CAMBRIDGE -The bartenders and waitresses at the Regattabar must have gotten quite the shock Thursday night. The Charles Hotel jazz club is normally filled with creative yet tasteful music - traditional-type jazz with chord changes, melodies, and solos. Rhythms you can snap your fingers to. Themes you can hum.
On Thursday night, all hell broke loose. David Torn, a ridiculously adventurous electric guitarist who sculpts his sound with electronics, brought his quartet Prezens to the club, and a heavy metal concert nearly happened. It was loud and crazy. To compare these musicians to a rock band, however, is to do them a disservice.
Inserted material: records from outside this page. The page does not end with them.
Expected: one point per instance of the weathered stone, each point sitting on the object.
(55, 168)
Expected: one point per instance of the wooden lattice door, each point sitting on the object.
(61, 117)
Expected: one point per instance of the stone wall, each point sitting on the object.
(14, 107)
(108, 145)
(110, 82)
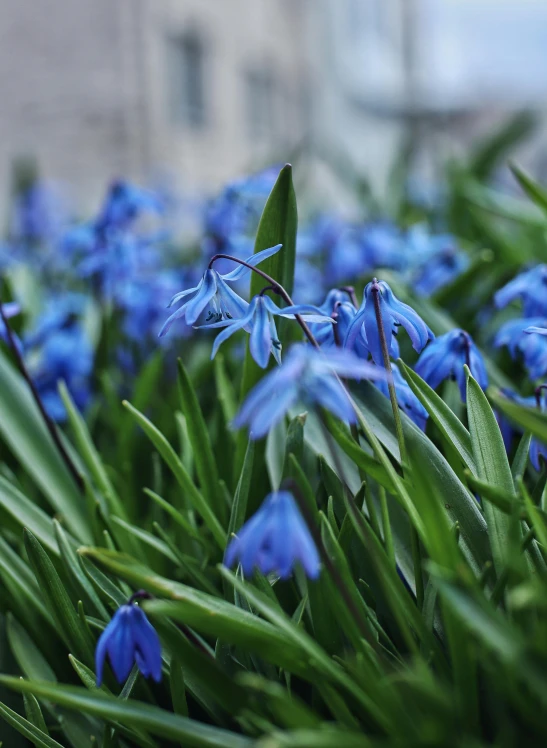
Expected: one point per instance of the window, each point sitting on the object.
(186, 60)
(260, 103)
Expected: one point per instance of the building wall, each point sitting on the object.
(238, 37)
(84, 87)
(62, 89)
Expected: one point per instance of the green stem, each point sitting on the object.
(386, 524)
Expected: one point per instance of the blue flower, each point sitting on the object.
(129, 638)
(259, 321)
(275, 539)
(394, 313)
(59, 349)
(406, 398)
(124, 203)
(307, 376)
(439, 270)
(533, 348)
(214, 292)
(445, 358)
(10, 309)
(538, 450)
(531, 287)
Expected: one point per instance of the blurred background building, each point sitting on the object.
(204, 90)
They play a brand of free jazz that's primal and sophisticated.
Torn, alto saxophonist Tim Berne, keyboard player Craig Taborn, and drummer Tom Rainey engaged in extended improvisations that developed without predetermined structures or song titles. Their atonal, polyrhythmic jams reeked of chaos, and yet there was, in fact, structure beneath all the madness. Rainey bashed out irregular rock beats. Taborn stabbed the keys of his Fender Rhodes, eliciting blurts and beeps. Berne blew furiously, sometimes in circular patterns, sometimes randomly. Torn - wearing a Russian fur hat - did everything to his guitar short of ripping off the strings. When he ran out of phrases, he dragged the pick up and down the neck, manipulating the noise by twiddling the knobs on the bank of equipment that separated him from the audience.
It was the kind of music that could make a laid-back jazz aficionado go out and break stuff.
Torn is touring in support of an exceptional album, also called "Prezens," that ranks among the most invigorating jazz records of 2007. Compared to his show, the album is tame. Live, these guys never let up. They often seemed to be going in four distinct directions at once, but when they coalesce, the groove tethered them.
They didn't solo - not in the normal sense of the word, where one player steps to the forefront and the others lay out or comp - but they did have their moments. Midway through the first half-hour piece, Berne blew a stellar minute of smart, sharp cascades while Rainey urged him with an insistent rhythm. Moments later, Torn picked up the thread, playing just one note and bending it in half with the whammy bar, then playing one more note and bending that one in half, and then another. A lot of thought was put into this great and wonderful mess.